Getting to the Root of the Problem
One of the reasons why many software development companies end up spending so much effort and money on fixing or supporting their software is due to the lack of a proper Root Cause Analysis (RCA). People often confuse a root cause as a mere categorization of where a software defect or issue occurred, but then do nothing with that information and don’t seek to correctly identify what can be done to prevent the issue from arising in future.
RCA is about the 'Why' instead of the 'What', 'When', 'Who' or 'How'
A true root cause analysis should be a pertinent part of any defect or issue that arises in the software development process. What it entails is not just a mere categorization of where in the development process a particular incident arises but should include a clear directive on exactly what caused the incident to arise in the first place (the true root cause) and then what will be done to address this concern. The thing of what you are hoping to achieve through every Root Cause Analysis that a team conducts is the essential 'why' to the issue, rather than the 'what'. Most teams are focusing on what type of defect was found or what category of root cause it falls under and not investing enough time in explaining why incidents occur in the first place.

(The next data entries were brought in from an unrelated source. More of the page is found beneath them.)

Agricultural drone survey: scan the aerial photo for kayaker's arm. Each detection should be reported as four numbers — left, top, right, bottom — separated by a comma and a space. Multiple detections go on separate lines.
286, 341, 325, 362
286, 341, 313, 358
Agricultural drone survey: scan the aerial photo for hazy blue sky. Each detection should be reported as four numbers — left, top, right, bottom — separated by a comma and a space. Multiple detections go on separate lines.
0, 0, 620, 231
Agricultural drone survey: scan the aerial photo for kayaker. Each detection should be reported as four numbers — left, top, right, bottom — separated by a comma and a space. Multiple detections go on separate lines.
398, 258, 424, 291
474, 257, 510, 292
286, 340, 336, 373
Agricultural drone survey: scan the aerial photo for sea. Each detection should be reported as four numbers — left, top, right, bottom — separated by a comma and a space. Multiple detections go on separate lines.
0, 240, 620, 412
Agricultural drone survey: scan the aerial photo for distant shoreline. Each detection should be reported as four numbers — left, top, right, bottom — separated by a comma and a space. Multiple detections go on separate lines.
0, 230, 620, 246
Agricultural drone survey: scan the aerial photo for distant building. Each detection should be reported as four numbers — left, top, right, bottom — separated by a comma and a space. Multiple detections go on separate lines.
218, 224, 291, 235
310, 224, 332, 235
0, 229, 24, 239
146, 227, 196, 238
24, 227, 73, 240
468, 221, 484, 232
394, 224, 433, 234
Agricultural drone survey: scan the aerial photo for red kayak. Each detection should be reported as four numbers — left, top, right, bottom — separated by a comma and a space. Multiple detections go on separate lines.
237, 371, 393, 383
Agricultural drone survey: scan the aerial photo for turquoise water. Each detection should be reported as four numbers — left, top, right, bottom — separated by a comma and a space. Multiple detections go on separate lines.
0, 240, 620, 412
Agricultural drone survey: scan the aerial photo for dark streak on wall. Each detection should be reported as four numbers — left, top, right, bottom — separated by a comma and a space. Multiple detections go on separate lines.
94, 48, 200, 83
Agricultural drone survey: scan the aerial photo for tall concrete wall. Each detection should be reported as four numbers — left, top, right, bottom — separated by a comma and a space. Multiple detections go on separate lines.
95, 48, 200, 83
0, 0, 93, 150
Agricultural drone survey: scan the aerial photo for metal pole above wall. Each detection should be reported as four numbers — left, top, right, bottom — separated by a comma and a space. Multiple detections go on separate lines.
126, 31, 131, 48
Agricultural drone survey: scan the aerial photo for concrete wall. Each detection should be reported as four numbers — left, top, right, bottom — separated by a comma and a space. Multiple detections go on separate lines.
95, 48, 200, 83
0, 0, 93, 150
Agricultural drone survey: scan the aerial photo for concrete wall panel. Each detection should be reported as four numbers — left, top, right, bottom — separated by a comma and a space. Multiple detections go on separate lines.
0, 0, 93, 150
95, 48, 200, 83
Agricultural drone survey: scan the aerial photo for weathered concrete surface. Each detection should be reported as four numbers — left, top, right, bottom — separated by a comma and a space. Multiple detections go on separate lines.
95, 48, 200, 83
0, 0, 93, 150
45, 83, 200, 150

RCA is also a good way of determining how well you understand what is happening in your system, because if you cannot easily equate any incident in the development process with an action item that can easily address it, there is a chance you don’t fully understand your system or the incident well enough. The truth is everything can be improved upon, even though it might not necessarily be feasible to improve on it in the first place.
It's Not About The Process
Now, on the face of it, I can understand how any team which has to deal with many issues on a daily basis might think this to be an overkill of process or unnecessary considering how many of these incidents are actually a result of our testing and quality processes actually working. However, although it might take a lot of energy to get any team started with true RCA, over time if done correctly it should greatly reduce the number of defects picked up at any phase of the development cycle.
Additionally, RCA should not just be confined to be big production issues or end to end defects, but even to something as minor as a failure to a unit test. Yes, it sounds like overkill and perhaps a little heavy-handed for simple human error that can creep into the code, but there is still merit in perhaps identifying things that can be done to improve code review processes, coding standards or even identify areas for improved training. I’m not saying that every incident will result in something that can be addressed, but it should at least be looked at from that perspective.
It's Not About The Metrics
How do you prevent RCA from just becoming another process that teams have to adhere to? Well, it sounds a little counterintuitive, but I think one of the things helps with this is to not too heavily rely on measuring teams based on the metrics gathered by the RCA process, as it could lead to metrics manipulation, but rather simply challenge teams to constantly reduce the number of defects logged in production and hours spent on maintenance. These are things which teams should be actively doing anyway, but can often be best accomplished through proper RCA. Too often teams rely on capturing RCA metrics to identify a big overbearing gap in their organization and while there is value to this, I wouldn’t make it a metrics target, but more something which can be used to identify prevailing trends in the organization. If there is a metric from any form of RCA which I would encourage a team to be measured against, it would be RCA solutions implemented. This ensures that teams are taking the process seriously and using it not just for tracking, but for actually making a change in the way they work.
I would also ease the team into the process, by focusing on high priority customer-facing issues at first before narrowing in on some of the smaller developmental incidents once you have these under control. Companies and teams often move away from performing true RCA because they throw themselves too readily into it and it becomes this massive time sync activity rather than easing it into their teams organically through culture and habit. Again, it’s helping the teams understand the why of what they are doing rather than what or how they are doing it or being measured against it.
It's About Prevention rather than Mitigation
RCA is a big thing for all software development teams to look into, but an imperative one if you hope to drastically get better at what you do. After all, the whole point behind software quality is not in finding defects, but preventing them and this principle is exactly what RCA is all about. I’m not promising that if you implement a well-executed RCA process in your team that your defect count will ever bottom out - because that would be unlikely as we’re always improving our software - but it should significantly reduce the incidents that do creep into your development and allow the team to instead focusing on adding features to the software rather than needing to maintain the existing features.